YPG’nin bu hapishaneler ve kamplar üzerindeki kontrolünün ne kadar zayıf olduğunu anlamak için bir örnek yeterli bence: DEAŞ tarafından Sincar Dağı’nda kaçırılan Ezidi bir kadın, El-Hol Kampı’nda dört yıl boyunca ‘köle’ olarak yaşadıktan sonra YPG’nin düzenlediği bir operasyonda kurtarıldı.

Bu olay, YPG’nin, kamplarda kimlerin bulunduğunu dahi bilmediğini açıkça ortaya koyuyor. Suçlu-suçsuz ayrımı yapılmaksızın insanlar bu kamplarda hapsedilmiş durumda. Örgüt ise şimdi Suriye vatandaşlarını serbest bırakmak için bir girişimde bulundu.

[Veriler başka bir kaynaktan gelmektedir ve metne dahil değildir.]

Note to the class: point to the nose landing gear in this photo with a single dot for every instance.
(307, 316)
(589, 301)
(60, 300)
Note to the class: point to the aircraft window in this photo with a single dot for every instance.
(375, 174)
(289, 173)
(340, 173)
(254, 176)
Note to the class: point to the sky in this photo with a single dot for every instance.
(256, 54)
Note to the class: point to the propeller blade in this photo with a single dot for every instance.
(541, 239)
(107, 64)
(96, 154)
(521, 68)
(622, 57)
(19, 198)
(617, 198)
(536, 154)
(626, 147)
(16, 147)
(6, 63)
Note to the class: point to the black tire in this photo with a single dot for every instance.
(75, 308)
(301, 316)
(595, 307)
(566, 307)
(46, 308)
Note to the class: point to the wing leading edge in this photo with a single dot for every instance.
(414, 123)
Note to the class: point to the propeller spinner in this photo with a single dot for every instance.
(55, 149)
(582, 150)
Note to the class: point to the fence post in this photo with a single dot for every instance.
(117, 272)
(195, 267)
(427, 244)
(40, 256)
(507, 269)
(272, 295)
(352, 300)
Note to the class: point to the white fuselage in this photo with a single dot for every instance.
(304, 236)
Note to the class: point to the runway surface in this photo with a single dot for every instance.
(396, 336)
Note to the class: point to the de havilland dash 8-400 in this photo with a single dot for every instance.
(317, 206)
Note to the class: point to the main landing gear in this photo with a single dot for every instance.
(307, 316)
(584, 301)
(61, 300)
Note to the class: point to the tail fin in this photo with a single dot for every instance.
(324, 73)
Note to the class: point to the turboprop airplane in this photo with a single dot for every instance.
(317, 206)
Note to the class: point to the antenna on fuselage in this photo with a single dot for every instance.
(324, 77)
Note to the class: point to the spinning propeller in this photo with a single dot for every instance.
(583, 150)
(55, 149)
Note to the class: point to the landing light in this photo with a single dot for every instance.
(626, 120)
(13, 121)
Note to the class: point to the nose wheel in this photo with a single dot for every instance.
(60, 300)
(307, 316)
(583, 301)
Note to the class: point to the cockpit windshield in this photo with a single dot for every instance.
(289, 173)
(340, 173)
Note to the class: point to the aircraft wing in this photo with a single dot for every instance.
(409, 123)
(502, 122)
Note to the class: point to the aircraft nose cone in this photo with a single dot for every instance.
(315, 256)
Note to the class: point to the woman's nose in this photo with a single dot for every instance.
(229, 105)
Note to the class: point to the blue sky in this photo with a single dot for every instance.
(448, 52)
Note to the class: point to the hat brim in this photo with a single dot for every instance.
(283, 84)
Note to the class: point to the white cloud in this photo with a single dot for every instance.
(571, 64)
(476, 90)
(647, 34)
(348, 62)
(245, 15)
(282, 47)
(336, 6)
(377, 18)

ABD’nin yeni bahanesi: Bize gerçekçi bir yol haritası sunulmuyor

 

Trump yönetimi Suriye’den çekilmek istiyor. Buna karşılık, Suriye’de kalmayı ve YPG’ye desteği sürdürmeyi amaçlayan CENTCOM (ABD Merkez Kuvvetler Komutanlığı) ekibi, bu planı engellemenin yollarını arıyor.

Trump’ı Suriye’den çekilmekten vazgeçirmek için hapishane ve kamplardaki durum öne sürülüyor. CENTCOM, bu mahkûmların ve ailelerin serbest kalmasının ciddi bir güvenlik riski oluşturacağını ve Trump’ın imajını zedeleyeceğini savunuyor.

Ankara ve Şam ise DEAŞ mahkûmlarını ve ailelerini devralmaya hazır olduklarını açıkça dile getiriyor. Bu durum hem kamuoyuna açık şekilde hem de kapalı toplantılarda gündeme getiriliyor. Sonuçta bu mahkûmlar ve aileler, yalnızca ABD için değil, Türkiye ve Suriye için de bir güvenlik tehdidi oluşturuyor.

Buna rağmen CENTCOM, farklı bir anlatı geliştirmiş durumda. Onlara göre bu öneriler gerçekçi ve ikna edici değil. CENTCOM, YPG’nin DEAŞ mahkûmlarını ve ailelerini muhafaza edebileceğini ancak NATO’nun ikinci en büyük ordusunun ve yeni Suriye yönetiminin bunu başaramayacağını savunuyor.